We’ll be looking at all kinds of other scenarios over the course of the campaign. Let us know if there’s one in particular you’d like us to look at.

Does covariance matter?

Leng and I had a really interesting exchange with Simon Jackman on Twitter yesterday. Me and my whopping eight followers (hi mum) would probably agree that I suck at Twitter. It became difficult to continue the discussion with the 140 character limit, so Leng and I thought we’d try and outline it here.

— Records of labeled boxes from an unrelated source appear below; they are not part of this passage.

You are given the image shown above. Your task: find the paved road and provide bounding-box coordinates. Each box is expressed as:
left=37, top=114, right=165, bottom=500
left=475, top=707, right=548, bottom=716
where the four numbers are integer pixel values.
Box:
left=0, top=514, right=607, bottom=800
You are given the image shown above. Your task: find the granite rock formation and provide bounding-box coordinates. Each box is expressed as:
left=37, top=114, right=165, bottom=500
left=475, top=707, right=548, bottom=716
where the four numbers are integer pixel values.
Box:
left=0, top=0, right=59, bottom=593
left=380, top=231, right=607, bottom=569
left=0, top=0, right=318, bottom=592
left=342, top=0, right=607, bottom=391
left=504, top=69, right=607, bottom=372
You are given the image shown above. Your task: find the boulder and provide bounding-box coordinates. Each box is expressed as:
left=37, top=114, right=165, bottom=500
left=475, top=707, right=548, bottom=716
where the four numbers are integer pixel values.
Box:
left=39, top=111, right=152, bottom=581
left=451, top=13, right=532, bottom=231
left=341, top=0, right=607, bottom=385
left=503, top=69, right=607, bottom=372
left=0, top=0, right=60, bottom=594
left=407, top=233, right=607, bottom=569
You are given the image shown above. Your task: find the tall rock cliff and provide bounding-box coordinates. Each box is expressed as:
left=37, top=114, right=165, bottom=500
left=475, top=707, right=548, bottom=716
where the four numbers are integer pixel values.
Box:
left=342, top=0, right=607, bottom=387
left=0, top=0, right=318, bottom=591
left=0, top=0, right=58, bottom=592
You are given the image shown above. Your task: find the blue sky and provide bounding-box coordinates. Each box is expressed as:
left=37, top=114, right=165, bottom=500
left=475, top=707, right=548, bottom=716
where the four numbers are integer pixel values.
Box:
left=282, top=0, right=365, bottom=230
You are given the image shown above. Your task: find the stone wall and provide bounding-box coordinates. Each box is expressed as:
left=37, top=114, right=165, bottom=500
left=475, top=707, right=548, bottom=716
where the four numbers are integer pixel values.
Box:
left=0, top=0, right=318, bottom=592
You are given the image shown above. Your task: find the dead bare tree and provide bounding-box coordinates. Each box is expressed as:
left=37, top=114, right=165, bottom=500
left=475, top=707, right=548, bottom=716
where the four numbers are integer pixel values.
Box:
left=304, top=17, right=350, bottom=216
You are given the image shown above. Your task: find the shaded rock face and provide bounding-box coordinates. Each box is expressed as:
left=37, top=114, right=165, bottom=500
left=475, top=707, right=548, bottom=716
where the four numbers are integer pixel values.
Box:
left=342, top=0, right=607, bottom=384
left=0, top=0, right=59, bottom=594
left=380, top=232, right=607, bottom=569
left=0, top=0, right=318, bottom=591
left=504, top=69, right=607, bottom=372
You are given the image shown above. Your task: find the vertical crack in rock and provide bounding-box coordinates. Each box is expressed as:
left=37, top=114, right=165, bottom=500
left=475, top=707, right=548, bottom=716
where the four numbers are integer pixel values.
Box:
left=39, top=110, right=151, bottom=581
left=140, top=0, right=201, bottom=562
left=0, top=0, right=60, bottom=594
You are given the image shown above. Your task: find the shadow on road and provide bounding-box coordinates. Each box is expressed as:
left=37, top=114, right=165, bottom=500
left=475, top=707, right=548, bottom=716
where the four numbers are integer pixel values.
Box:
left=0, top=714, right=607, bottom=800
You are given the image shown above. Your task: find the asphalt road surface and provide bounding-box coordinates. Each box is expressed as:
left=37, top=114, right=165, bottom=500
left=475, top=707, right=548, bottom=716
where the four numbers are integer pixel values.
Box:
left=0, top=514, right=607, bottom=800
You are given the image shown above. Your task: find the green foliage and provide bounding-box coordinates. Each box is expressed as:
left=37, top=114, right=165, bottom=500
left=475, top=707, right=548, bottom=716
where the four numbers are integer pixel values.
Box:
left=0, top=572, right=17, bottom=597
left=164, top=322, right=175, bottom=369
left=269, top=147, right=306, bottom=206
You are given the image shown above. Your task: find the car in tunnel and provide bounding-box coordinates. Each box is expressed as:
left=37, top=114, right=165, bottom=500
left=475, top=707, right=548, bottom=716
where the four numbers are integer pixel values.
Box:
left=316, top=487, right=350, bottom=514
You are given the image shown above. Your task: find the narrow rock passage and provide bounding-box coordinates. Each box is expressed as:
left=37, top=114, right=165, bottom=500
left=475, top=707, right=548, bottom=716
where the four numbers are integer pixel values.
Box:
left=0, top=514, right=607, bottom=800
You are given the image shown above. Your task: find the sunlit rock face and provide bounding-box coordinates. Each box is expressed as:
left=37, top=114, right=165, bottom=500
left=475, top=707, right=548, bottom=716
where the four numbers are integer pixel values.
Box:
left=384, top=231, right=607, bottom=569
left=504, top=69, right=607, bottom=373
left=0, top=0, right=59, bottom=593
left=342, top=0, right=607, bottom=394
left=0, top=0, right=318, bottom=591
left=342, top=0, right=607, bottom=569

The discussion was about the importance or otherwise of modelling covariance between seats, in light of the extremely low probability of Labor victory (< 1%) implied by the seat-level betting data, when modelled assuming seats are independent. Leng and I have put a bit of effort into including this covariance in our model, and we think the very low implied probabilities of Labor victory are due to ignoring this covariance. Simon suggested, though, that the Efficient Market Hypothesis (EMH), were it to hold, implied the seats should be treated as independent.
Here’s what we think Simon’s saying:
1. Bettors can bet on any seat.
2. If they think that seats are NOT independent but move in certain directions together, then this will be reflected in how they bet.
3. How they bet affects the prices of each seat.
4. Assuming the EMH holds, the price of each seat then accurately represents the probability of a party winning that particular seat.
5. Built into that probability is any covariance that bettors think exists. Therefore, it is OK to assume independence because each seat’s probability already builds in any covariance.
We agree with 1-4, but disagree with 5. For a correlated multivariate Bernoulli distribution, the probabilities p_{1}, ..., p_{150} don’t uniquely define the covariances (although they do constrain the allowable choices of covariances). So even if the EMH holds, and p_{1}, ..., p_{150} are known exactly, these probabilities still imply a range for each covariance, rather than a single value. If the EMH holds, we would expect this range to include the true covariance, but we don’t have enough information to define it exactly.
With a little algebra, you can show that for any set of seat probabilities, choosing all covariances to be zero (i.e., consistent with assuming independent) is always within the valid range of choices for covariances. But this doesn’t mean it’s the right choice. Indeed, there are good reasons to think that there are significant correlations between many seats. And if we choose valid non-zero covariances, the seat-level betting data imply a much more realistic probability of Labor victory (as much as 34% using odds from August 6), that is in better agreement with national-level betting odds.
We hope we haven’t misrepresented Simon’s views about the role of EMH in making the independence assumption. Hopefully we can clear this up and better understand the proper role of covariance in making predictions using betting markets.